A new technological shift now offers a rare chance to break this cycle. Artificial intelligence is rapidly becoming the foundation of global economic activity, reshaping how value is created across industries, borders, and labour markets. Countries that move early will define new supply chains and accumulate long-term advantages; those that delay risk being locked into the margins of the global economy.
For Nepal, AI is not a distant or abstract trend. Combined with its vast untapped hydropower potential and a young, digitally adaptive population, the AI boom presents a realistic pathway for the country to leapfrog traditional development stages and emerge as a major South Asian economy within the next decade—if it acts decisively.
For much of the 20th century, economic transformation was driven by industrialisation and manufacturing. In the early 2000s, information technology and mobile connectivity reshaped growth trajectories. Today, AI is performing a similar role, driving productivity, innovation, and competitiveness across every sector. Nations that harness it early will command new industries and geopolitical influence; those that hesitate will remain stuck in low-value labour markets.
AI-focused institutes, coding schools, and vocational programmes must be expanded, while universities modernise curricula around AI, cloud computing, and cybersecurity. A modern data-governance and cybersecurity framework is needed to build trust and attract investors.
Nepal stands at an inflection point. The traditional development path—building heavy manufacturing bases, fossil-fuel industries, or large export processing zones—is neither practical nor competitive given the country’s geography, market size, and resource constraints. AI, however, changes the rules. It lowers entry barriers and rewards countries that can combine clean energy, digital infrastructure, and human capital.
One of the least discussed but most critical drivers of the AI economy is electricity. Training large AI models, running cloud platforms, and operating data centres consume enormous amounts of power. Globally, data centres are among the fastest-growing sources of energy demand, and governments from the United States to India are racing to secure clean, reliable, and affordable electricity for AI infrastructure.

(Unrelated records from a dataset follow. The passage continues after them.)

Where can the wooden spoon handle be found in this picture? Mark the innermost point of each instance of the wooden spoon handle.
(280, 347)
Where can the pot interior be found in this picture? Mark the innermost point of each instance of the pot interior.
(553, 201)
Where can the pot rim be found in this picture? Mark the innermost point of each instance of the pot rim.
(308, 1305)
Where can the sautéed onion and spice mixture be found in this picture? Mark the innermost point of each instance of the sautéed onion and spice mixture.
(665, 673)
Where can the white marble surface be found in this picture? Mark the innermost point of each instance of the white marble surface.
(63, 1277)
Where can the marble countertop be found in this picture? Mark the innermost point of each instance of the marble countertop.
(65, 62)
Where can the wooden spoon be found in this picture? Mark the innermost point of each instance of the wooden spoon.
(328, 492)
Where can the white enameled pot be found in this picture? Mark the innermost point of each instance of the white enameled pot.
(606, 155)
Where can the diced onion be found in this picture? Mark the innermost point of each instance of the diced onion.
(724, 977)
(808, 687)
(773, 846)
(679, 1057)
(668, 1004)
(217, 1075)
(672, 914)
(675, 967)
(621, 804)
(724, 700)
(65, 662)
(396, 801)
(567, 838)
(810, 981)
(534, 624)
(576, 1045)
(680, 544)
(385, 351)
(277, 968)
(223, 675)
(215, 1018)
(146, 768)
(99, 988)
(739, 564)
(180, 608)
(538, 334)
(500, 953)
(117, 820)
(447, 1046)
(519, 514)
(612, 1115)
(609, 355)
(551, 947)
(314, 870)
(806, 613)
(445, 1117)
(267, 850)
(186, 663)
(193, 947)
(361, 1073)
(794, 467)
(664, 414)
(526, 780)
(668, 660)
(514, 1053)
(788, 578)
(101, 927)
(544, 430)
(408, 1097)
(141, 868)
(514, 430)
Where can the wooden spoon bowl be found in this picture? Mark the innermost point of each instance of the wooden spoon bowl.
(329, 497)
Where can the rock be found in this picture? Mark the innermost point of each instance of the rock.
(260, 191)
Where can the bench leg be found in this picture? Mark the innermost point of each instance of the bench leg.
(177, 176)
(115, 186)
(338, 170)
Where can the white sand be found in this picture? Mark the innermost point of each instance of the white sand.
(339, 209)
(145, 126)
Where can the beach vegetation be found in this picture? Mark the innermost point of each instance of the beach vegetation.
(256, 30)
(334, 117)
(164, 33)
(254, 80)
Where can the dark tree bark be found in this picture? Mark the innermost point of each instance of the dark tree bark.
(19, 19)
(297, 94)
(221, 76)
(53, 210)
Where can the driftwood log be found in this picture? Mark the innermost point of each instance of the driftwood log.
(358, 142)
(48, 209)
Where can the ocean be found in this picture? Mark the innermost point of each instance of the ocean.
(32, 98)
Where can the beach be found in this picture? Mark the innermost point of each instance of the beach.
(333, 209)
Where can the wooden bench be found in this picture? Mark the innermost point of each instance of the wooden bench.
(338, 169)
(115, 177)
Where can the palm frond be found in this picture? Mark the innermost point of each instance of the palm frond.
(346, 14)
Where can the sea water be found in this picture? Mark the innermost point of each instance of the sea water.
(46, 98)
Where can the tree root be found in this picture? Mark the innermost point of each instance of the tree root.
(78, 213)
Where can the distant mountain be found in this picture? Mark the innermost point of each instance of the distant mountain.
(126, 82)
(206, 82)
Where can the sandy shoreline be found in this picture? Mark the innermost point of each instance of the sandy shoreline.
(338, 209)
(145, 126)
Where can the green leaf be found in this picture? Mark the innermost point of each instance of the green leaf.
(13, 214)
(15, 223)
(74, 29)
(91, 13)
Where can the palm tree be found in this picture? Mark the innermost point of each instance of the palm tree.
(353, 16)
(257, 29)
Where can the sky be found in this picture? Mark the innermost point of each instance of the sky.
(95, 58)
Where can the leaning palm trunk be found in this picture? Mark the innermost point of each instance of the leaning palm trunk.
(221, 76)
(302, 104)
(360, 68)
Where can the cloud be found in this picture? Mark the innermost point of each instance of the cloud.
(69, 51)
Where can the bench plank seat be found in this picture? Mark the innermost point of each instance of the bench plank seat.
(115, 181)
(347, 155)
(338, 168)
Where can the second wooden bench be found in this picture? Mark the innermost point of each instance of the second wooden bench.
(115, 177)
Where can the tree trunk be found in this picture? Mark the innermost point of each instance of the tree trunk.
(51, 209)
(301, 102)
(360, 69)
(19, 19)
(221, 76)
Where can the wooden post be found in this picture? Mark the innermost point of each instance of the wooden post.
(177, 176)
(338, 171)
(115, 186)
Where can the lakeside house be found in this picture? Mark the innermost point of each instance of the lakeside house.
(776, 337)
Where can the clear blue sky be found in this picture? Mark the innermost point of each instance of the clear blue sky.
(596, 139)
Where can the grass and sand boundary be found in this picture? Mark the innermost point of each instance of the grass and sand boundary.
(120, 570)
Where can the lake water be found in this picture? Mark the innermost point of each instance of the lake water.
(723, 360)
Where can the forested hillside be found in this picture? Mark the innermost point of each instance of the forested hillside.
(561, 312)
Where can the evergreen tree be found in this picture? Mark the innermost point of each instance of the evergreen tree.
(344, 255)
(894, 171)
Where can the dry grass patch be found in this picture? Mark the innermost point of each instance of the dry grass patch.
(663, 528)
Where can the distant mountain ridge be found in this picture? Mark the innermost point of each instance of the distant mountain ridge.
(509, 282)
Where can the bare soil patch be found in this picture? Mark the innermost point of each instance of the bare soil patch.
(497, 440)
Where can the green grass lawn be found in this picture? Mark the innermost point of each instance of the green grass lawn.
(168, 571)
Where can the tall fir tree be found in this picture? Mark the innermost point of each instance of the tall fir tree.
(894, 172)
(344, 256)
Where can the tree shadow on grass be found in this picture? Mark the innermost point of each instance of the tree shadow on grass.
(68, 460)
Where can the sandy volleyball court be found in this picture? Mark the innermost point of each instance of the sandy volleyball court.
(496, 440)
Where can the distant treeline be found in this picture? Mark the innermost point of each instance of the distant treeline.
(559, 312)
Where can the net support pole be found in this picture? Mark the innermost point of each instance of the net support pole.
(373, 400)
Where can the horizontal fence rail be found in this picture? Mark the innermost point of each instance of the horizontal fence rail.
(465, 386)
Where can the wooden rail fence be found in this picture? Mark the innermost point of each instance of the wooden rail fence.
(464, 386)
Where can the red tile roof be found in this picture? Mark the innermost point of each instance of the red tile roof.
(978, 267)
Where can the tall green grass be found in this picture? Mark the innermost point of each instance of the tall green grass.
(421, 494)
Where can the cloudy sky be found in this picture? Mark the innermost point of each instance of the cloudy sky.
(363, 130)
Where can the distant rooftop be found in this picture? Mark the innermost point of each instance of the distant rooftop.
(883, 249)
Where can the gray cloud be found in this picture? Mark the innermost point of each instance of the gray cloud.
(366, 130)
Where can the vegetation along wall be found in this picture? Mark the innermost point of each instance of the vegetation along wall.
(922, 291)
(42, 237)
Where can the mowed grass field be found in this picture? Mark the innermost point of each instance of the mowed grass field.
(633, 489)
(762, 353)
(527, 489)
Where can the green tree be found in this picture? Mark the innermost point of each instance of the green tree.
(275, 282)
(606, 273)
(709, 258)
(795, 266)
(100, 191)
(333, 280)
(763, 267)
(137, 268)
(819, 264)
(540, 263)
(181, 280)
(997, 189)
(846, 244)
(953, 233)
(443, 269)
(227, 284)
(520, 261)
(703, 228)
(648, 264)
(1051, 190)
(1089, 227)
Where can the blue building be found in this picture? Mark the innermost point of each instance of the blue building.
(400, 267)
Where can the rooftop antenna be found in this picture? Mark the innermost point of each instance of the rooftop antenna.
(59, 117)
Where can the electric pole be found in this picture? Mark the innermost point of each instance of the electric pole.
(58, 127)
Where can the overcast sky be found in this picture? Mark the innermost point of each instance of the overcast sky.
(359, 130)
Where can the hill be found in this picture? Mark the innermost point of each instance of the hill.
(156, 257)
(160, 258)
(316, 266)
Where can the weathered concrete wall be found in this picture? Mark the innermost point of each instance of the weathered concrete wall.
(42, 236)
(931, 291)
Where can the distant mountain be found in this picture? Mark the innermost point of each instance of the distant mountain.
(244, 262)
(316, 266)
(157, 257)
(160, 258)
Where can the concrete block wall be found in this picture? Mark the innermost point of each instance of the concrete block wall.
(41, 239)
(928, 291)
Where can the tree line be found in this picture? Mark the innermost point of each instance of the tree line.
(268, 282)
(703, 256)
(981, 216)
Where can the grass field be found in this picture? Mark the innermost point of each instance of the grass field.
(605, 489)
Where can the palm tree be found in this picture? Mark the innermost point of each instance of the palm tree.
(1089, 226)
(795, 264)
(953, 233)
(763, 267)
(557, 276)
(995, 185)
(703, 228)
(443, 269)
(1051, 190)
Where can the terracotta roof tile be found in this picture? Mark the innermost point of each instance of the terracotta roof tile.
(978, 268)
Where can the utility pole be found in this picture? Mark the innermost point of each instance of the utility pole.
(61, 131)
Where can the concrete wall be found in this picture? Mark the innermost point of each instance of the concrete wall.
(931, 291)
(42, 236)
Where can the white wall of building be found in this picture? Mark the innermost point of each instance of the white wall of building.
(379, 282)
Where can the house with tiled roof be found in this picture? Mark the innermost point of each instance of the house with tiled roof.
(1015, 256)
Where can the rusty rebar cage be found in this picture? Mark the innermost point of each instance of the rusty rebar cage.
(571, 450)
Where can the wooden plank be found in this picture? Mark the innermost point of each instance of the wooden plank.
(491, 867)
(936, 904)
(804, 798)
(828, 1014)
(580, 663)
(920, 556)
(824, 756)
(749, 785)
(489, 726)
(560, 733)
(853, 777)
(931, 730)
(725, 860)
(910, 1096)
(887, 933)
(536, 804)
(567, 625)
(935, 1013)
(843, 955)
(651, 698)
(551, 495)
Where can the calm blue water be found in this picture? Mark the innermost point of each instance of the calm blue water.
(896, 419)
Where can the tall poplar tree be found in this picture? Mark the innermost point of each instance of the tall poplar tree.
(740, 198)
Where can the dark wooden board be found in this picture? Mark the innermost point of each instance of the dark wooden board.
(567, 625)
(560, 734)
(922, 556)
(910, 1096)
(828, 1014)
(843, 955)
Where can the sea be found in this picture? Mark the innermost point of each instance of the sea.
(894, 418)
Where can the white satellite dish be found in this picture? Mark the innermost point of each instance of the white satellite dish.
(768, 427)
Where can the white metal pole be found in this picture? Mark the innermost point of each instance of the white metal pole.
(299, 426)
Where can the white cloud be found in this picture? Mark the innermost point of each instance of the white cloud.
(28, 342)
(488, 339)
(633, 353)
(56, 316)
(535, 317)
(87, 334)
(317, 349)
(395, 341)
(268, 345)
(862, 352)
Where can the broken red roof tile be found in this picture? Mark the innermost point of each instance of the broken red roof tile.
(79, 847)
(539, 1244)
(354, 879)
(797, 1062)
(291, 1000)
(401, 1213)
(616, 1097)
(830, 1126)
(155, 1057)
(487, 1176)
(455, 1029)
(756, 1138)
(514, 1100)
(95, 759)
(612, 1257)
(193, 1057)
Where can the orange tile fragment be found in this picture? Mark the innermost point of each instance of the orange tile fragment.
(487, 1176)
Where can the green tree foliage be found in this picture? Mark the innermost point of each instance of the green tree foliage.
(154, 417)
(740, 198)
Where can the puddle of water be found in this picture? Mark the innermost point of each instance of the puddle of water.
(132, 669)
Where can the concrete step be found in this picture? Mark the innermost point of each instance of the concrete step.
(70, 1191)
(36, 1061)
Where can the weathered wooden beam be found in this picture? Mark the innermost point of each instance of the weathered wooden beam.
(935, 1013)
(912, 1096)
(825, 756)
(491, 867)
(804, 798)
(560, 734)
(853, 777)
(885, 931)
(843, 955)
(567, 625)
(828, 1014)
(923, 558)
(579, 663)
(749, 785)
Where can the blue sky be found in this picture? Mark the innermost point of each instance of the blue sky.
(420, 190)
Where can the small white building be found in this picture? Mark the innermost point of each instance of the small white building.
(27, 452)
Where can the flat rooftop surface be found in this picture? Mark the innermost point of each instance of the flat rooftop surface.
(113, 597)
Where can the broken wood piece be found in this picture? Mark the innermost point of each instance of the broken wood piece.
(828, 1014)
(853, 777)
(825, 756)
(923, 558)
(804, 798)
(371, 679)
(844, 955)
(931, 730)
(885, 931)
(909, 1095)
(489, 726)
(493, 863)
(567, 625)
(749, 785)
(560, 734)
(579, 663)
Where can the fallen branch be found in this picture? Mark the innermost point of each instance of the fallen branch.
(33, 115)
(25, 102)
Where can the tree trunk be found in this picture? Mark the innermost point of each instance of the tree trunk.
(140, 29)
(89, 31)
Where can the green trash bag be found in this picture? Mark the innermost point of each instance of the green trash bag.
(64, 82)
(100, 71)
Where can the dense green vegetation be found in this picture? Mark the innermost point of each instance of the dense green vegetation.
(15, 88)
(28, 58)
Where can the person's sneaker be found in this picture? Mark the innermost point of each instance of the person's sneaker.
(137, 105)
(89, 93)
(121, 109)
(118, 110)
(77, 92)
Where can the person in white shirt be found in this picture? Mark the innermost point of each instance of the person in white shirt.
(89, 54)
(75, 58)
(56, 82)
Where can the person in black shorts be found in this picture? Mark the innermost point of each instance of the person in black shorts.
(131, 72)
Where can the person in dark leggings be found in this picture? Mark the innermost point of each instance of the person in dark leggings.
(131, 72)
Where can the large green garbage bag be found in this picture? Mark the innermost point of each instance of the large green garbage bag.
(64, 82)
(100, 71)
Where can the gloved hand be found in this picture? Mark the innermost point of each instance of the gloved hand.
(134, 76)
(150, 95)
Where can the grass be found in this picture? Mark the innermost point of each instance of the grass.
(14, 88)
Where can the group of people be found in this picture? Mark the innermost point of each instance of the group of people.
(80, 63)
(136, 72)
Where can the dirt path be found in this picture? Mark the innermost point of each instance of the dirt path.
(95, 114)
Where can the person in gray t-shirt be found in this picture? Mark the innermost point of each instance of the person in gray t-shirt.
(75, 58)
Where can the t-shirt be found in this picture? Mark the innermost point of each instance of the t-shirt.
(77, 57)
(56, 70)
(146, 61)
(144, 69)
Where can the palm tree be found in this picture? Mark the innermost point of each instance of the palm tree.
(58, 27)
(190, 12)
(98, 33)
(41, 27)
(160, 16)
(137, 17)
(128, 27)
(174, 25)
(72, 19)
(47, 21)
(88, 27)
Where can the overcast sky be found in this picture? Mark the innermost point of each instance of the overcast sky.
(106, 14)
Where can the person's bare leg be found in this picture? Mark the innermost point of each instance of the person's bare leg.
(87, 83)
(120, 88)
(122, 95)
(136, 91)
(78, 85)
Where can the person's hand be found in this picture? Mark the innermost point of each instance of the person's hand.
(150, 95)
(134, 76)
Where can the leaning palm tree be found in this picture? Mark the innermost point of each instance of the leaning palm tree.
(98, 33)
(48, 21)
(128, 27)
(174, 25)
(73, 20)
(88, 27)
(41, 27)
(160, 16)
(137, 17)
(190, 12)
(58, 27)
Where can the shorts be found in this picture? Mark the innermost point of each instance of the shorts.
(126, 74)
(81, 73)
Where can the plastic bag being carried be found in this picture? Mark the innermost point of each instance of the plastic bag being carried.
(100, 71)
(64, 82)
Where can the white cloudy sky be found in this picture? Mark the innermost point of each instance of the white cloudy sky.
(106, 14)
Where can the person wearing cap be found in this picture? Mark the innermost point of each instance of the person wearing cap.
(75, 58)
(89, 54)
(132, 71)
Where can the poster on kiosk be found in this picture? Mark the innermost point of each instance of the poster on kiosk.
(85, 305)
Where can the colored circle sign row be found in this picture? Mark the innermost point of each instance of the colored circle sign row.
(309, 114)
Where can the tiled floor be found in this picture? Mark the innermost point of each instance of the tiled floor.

This is where Nepal holds an extraordinary advantage. With over 83,000 megawatts of hydropower potential—roughly half of it commercially viable—Nepal is one of the world’s richest countries in renewable energy. Yet only a small fraction has been developed. Meanwhile, much of South Asia faces rising energy demand, fossil-heavy grids, transmission bottlenecks, and growing environmental constraints.
In an AI-driven world where clean electrons are becoming a strategic currency, Nepal possesses something more valuable than oil: scalable, green, reliable power. If this advantage is channelled strategically, hydropower can become the foundation of a new digital industrial base.
Nepal has a credible opportunity to position itself as South Asia’s green compute hub. Global technology companies such as Amazon, Google, Microsoft, and Nvidia—along with Indian IT leaders like Infosys, TCS, and HCL—are actively seeking locations with long-term renewable energy, political stability, predictable regulation, and competitive costs. India’s data centre market is expanding rapidly, but power constraints, land shortages, and environmental pressures in major cities are already emerging.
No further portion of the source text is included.